C. R. Johnson

Personal information
- Nickname: C.R. Johnson
- Nationality: American
- Born: Charles Russell Johnson III August 10, 1983 Truckee, Lake Tahoe California
- Died: February 24, 2010 (aged 26) Squaw Valley, California, U.S.
- Website: Official MySpace

Sport
- Sport: Freeskiing

= C. R. Johnson =

American skier (1983-2010)

Charles Russell Johnson III (August 10, 1983 – February 24, 2010) was a professional skier and a pioneer in the freeskiing movement. He became a top competitor and a favorite in ski films and was known for his progression, fearlessness, and passion for skiing. Johnson died in 2010 in a ski accident.

==Childhood==
C.R. Johnson was born and raised in Truckee, Lake Tahoe California. He grew up skiing Squaw Valley Resort, a world-class ski area that is known for its extreme terrain. At Squaw Valley, Johnson spent his time lapping the terrain park and charging difficult chutes and bowls. Johnson quickly developed a large range of tricks and excellent big mountain skills. In addition to skiing, Johnson enjoyed surfing, fly-fishing, traveling, and spending time with close friends and family.

==Career==
In 1999, Johnson emerged on the freeskiing scene when he successfully landed a 1440. The skiing community quickly recognized CR as a talented young star who could help progress free skiing. CR was a fearless skier willing to try any tricks and ski any backcountry lines. His passion for skiing and dedication to improve propelled him to become one of the best free skiers in the world.

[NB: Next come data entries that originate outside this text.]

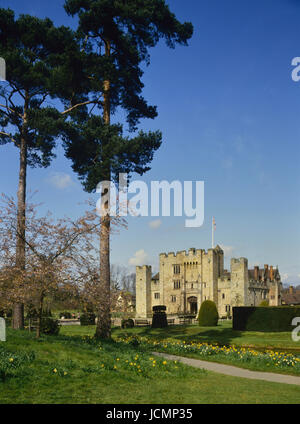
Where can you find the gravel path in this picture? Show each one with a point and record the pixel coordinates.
(233, 371)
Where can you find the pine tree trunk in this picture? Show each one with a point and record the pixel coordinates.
(40, 316)
(103, 329)
(18, 309)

In 2001, CR placed first at the Core Games quarter pipe in Japan and podiumed at the Big Air Winter X Games in Mount Snow, Vermont. The following year at the 2002 Winter X Games, CR won silver in slopestyle. In addition to his medals, ESPN Action Sports nominated CR for Male Skier of the Year. In 2003, Johnson won bronze at Winter X Games Superpipe. If it was not for him crashing on the lip of the pipe, CR might have gotten Gold over Candide Thovex. Regardless of the results, CR exemplified the future of half-pipe skiing by launching 20 feet above the pipe’s walls and landing technical tricks with many spins and intricate grabs. During this period, CR also spent time filming and producing ski segments with action sport producers like Matchstick Productions, Poor Boyz Productions, and Teton Gravity Research. From 1999 until 2004, CR had a significant role in many ski films. Some of his most notable segments were in films called “Front Line,” “Focused,” and “WSK 106.”

==Injury==
On December 8, 2005, Johnson was filming his latest movie, Show and Prove, when he suffered a life-threatening injury. He was skiing at Brighton Ski Resort in Utah on a powder day, when he and Kye Peterson, along with the snowboarders Zach Siebert & Tommi Ylianttila, launched off natural features under the Millicent chair, one after another. Johnson being the first one to descend stopped after landing an air to collect his gear, when Kye Peterson struck him right below his helmet. The impact knocked Johnson unconscious for about three minutes. When help arrived he was immediately sedated and flown to the University of Utah Hospital. There he was put into intensive care but his recovery was questionable. For 10 days, Johnson remained in a medically induced coma. However on December 18, 2005, Johnson opened his eyes halfway. Eight days later Johnson began whispering, eating, and moving both sides of his body. He was then moved out of the critical care unit to a neural rehabilitation unit, where he began speech, physical, and occupational therapy. After being hospitalized for 34 days, Johnson was finally able to return home.

==Comeback==
Johnson was determined to start skiing again. He was not going to let his life-threatening injury prevent him from doing what he loved. In 2007, Johnson began the ski season with the attitude and mindset that he would return to his original form. That November and December he spent six weeks in Colorado training half-pipe. Unfortunately, Johnson had a hard time progressing and decided he was not strong enough to compete. He then spent time traveling to different competitions, heli-skiing in British Columbia, and filming with Matchstick Productions. At the end of the year, Johnson had overcome many mental hurdles and reestablished a new direction for his ski career. He decided to concentrate on filming and progressing his backcountry skiing. In 2008 and 2009, Johnson continued to travel and film with several ski production companies. He continued to improve and in 2010 Johnson placed third at the Red Bull Line Catcher event in France.

==Death==
On February 24, 2010, at age 26, Johnson died skiing at Squaw Valley Ski Resort in the Light Towers area. He had chosen an extreme rocky line to go down the mountain and caught an edge on an exposed rock which caused him to fall. Medical assistance arrived several minutes after the incident and was pronounced dead in the hospital .
His death had significant impact throughout the freeskiing, mountain sport, and especially in the Squaw Valley community which lost several high profile athletes near the end of the decade. A funeral service was held March 5, 2010.